Asymptotic Geometry in the product of Hadamard spaces with rank one isometries

In this article we study asymptotic properties of certain discrete groups $\Gamma$ acting by isometries on a product $\XX=\XX_1\times \XX_2$ of locally compact Hadamard spaces. The motivation comes from the fact that Kac-Moody groups over finite fields, which can be seen as generalizations of arithmetic groups over function fields, belong to this class of groups. Hence one may ask whether classical properties of discrete subgroups of higher rank Lie groups as in [MR1437472] and [MR1933790] hold in this context. In the first part of the paper we describe the structure of the geometric limit set of $\Gamma$ and prove statements analogous to the results of Benoist in [MR1437472]. The second part is concerned with the exponential growth rate $\delta_\theta(\Gamma)$ of orbit points in $\XX$ with a prescribed so-called “slope” $\theta\in (0,\pi/2)$, which appropriately generalizes the critical exponent in higher rank. In analogy to Quint’s result in [MR1933790] we show that the homogeneous extension $\Psi_\Gamma$ to $\RR_{\ge 0}^2$ of $\delta_\theta(\Gamma)$ as a function of $\theta$ is upper semi-continuous and concave.

💡 Research Summary

The paper investigates the asymptotic geometry of discrete groups Γ acting by isometries on a product X = X₁ × X₂ of two locally compact Hadamard spaces. The motivation comes from the fact that Kac–Moody groups over finite fields, which generalise arithmetic groups over function fields, belong to this class. The authors ask whether classical results for discrete subgroups of higher‑rank Lie groups (Benoist, Quint) extend to this more singular setting.

In the first part the authors analyse the geometric limit set Λ(Γ) ⊂ ∂X. Because each factor X_i is a CAT(0) space of non‑positive curvature, its visual boundary ∂X_i is well defined, and the product boundary ∂X = ∂X₁ × ∂X₂ inherits a product structure. Assuming that Γ contains at least one rank‑one isometry in each factor, they prove that the projections π_i(Λ(Γ)) are Γ‑invariant closed subsets of ∂X_i and that Λ(Γ) actually equals the product of these projections: Λ(Γ) = Λ₁ × Λ₂. This mirrors Benoist’s description of limit sets for Zariski‑dense subgroups of semisimple Lie groups, but now holds for groups acting on non‑symmetric, possibly singular Hadamard spaces. The proof uses the dynamics of rank‑one axes, Patterson–Sullivan type measures on the boundary, and a careful analysis of how the two factors interact under the product action.

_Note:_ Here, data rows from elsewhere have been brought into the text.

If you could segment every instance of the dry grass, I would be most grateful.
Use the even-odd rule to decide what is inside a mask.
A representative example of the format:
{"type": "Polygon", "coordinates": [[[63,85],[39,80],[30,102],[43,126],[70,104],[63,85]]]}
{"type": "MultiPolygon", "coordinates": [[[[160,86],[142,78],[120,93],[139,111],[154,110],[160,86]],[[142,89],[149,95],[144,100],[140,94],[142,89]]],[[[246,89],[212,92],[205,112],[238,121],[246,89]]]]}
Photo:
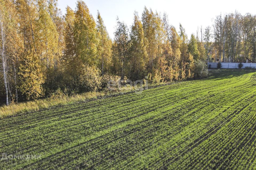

The second part introduces a “slope” parameter θ ∈ (0,π/2) to separate orbit points according to the ratio of their distances in the two factors. For a base point o = (o₁,o₂) and ε > 0 they define

δ_θ(Γ) = limsup_{R→∞} (1/R) log #{γ ∈ Γ : |d₁(o₁,γ₁o₁) – R cosθ| < ε, |d₂(o₂,γ₂o₂) – R sinθ| < ε}.

When θ varies, δ_θ(Γ) interpolates between the usual critical exponents of the projections of Γ to each factor. The authors then extend δ_θ homogeneously to a function Ψ_Γ : ℝ_{\ge0}² → ℝ_{\ge0} by setting

Ψ_Γ(t₁,t₂) = δ_{arctan(t₂/t₁)}(Γ)·√(t₁² + t₂²).

The main theorem of this section is that Ψ_Γ is upper semi‑continuous and concave on the whole non‑negative quadrant. This result is the exact analogue of Quint’s theorem for Anosov subgroups of higher‑rank semisimple groups, showing that the growth rate as a function of the direction in the Weyl chamber behaves nicely even in the non‑symmetric product setting.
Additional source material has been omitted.